A Notes App Letter Never Sent

5/30/22, 12:24AM

It seems that the only time I can escape this odd kind of grief is when I am asleep.

But when my eyes are dragged open by the early-morning sun and rest, as you well know, escapes me once again, my exhaustion makes my tears difficult to distract. Especially when pictures of chicken nuggets with the caption “thinking of you” leaves me choked up and gasping for breath.

So I try to take the easy way out; I lay my head down as the midday light rises and close my eyes, trying to shake the sticky feeling of tiredness from my limbs with the sweet release of unconsciousness.

And then I feel the chill at my back, no longer remedied by warm arms and steady breaths, who, driving halfway across the country, say “I love you” for the second time ever over text. And as my traitorous tears drip onto my pillow, I pry my eyes back open; this noontide sleep is no longer a respite I can take part of, not without your presence beside mine.

The silence of text seems cold compared to the warmth of your hands around my chilled fingers and the fond look in your eyes I’d catch if I happened to glance at the right times.

I know you don’t know what to do when people cry, and that’s why I tried so hard not to when we were saying goodbyes. But as my fingers hover over the keyboard, acting as a dam for the confessions of saltwater on my cheeks, it feels as if I’m keeping secrets. Holding back information like how I held back my tears until I shut my dorm room door behind you.

I don’t trust myself to not burst into tears at the sound of your voice, so even though I offer, I secretly hope you don’t call me.
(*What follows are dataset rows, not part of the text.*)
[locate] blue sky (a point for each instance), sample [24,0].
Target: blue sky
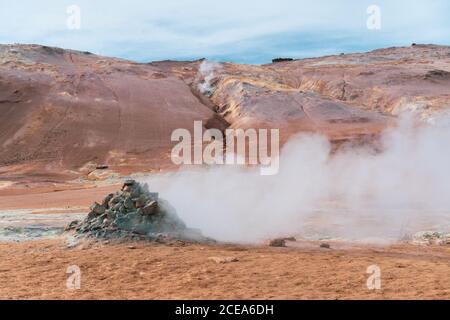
[230,30]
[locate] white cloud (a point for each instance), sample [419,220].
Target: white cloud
[153,29]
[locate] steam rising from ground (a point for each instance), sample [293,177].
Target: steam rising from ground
[356,194]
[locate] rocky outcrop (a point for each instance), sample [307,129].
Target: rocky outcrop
[63,109]
[134,213]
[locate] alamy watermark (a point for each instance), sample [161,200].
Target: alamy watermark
[374,280]
[214,147]
[73,281]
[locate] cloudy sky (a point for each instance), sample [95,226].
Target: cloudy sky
[233,30]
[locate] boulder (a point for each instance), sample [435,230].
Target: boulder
[133,213]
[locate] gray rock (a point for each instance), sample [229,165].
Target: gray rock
[98,208]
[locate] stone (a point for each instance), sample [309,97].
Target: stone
[107,200]
[128,204]
[138,218]
[98,208]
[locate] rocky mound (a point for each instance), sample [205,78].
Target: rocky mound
[134,213]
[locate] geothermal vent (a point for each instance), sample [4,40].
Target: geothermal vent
[134,213]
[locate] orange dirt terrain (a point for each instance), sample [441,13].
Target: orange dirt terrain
[37,270]
[73,125]
[67,114]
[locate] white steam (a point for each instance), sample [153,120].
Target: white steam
[356,194]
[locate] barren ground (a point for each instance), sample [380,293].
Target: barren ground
[37,269]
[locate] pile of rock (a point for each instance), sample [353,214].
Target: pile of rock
[135,213]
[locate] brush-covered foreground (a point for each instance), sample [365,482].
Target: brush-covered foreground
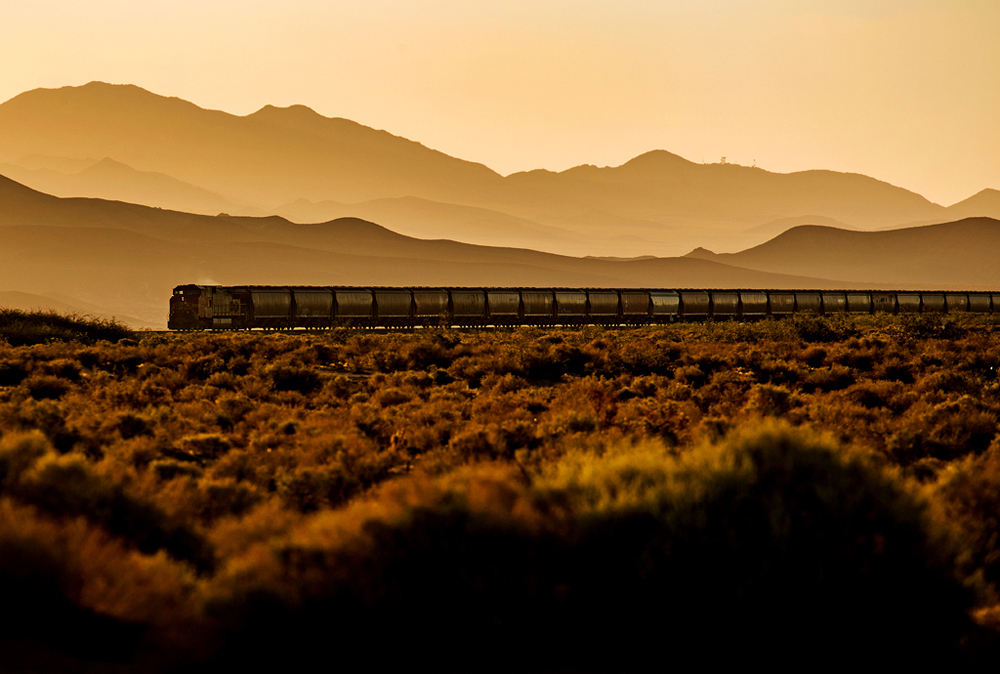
[803,491]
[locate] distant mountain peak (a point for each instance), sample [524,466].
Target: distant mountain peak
[296,111]
[700,253]
[657,158]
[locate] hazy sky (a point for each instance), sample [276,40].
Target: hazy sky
[907,91]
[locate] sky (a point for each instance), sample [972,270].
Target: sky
[906,91]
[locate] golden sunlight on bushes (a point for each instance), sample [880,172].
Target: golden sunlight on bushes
[572,500]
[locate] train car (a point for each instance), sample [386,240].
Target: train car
[211,307]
At least not until this wound stops hurting so badly, until the thought of your goofy smile stops making me sob into the stuffed cow we call our son.

I type “I miss you” instead of “you setting a timer on your watch so that I take care of my neck made me ugly cry on my un-vacuumed floor.”

I miss you like an absent limb, but I know that it’s just temporary. Just until fall. I can wait until fall. And while this love hurts like a bitch, I wouldn’t trade it for the world, tears and all. I just might have to start drinking more water to make up for it.